Как все просто! Не будь того эскалатора, и не было бы перед ним Режиссера, Сережи, этого безумного коридора и всей его нынешней жизни.
Они дошли до двери, над которой висела табличка с названием картины – «Варенька». В комнате их встретил все тот же Сережа, оживленно беседовавший с молодой красавицей.
– Ты посмотри, – сказал Режиссер, – куда ни приду – всюду он! Только не в павильоне! Только не на работе!
Сережа весело хохотал.
– А это наша единственная, наша распрекрасная…
Девица покраснела.
– Когда я прочел сценарий, сразу сказал себе: ну, кто сможет ее сыграть? Только она… А это – автор. На юге живет, купается, пока мы с вами над его сценарием уродуемся.
Вошла Женщина с никаким лицом.
– Ведите ее в павильон, через пятнадцать минут начнем.

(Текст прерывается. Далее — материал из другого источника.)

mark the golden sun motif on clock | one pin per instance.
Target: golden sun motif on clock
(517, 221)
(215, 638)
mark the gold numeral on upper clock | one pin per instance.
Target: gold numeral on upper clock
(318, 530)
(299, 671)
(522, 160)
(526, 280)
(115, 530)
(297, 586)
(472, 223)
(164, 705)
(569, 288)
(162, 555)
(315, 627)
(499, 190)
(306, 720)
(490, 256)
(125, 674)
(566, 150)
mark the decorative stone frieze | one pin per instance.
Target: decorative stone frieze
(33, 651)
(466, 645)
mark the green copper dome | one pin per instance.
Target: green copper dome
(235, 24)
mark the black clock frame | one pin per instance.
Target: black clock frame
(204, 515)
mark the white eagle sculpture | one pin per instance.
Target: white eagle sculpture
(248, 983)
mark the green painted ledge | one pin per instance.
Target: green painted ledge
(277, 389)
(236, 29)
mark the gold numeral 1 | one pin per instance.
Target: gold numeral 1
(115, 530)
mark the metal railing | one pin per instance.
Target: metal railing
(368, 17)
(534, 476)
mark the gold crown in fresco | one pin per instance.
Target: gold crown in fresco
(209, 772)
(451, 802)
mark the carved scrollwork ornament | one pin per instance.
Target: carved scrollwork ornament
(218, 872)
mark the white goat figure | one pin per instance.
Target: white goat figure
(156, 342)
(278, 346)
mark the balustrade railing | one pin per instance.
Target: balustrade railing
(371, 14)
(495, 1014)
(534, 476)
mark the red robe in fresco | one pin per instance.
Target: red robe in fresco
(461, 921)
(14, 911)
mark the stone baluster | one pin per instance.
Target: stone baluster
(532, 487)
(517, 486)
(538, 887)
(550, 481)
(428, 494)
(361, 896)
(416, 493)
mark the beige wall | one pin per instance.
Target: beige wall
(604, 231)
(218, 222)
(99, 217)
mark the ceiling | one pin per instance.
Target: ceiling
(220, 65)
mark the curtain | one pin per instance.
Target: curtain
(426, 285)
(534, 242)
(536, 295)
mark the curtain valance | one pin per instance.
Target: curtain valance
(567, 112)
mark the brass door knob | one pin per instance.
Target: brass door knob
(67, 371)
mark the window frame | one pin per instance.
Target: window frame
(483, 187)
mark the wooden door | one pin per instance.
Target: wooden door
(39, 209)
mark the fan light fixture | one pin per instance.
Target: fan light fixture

– Платье для «Длинного дня»? – спросила женщина.
– Утверждаем.
И Актрису увели.
– Платье, конечно, хреновое, – сказал Режиссер Сереже, – но лучше все равно не сделают. А ты все время болтаешь, болтаешь… Ну чего ты с ней болтаешь, все равно тебе она не даст. Лишь бы не работать!
Сережа заливался смехом.
– Для его жены я – жуткий тиран. Сережа говорит жене, что я его все время вызываю на ночные съемки.
Сережа умирал от смеха.
– Сережа, ты, по-моему, надолго здесь расположился, а зря: мы ведь с автором работать пришли. Ра-бо-тать! Я понимаю, ты забыл, что есть такое понятие…
Сережа все умирал от смеха.
– Так что, Сережа, сыграй в человека-невидимку – кино про него смотрел? Про книжку я тебя не спрашиваю – понимаю, здесь не читают книжек. Это – киностудия.
И Сережа исчез за дверью.
– Если три процента задуманного они выполняют – считай, ты счастливчик… Значит, о начале картины…
Режиссер походил из угла в угол, что означало раздумье. Он остановился у окна и зябко потер руки над батареей, как над костром, – это означало отчаяние.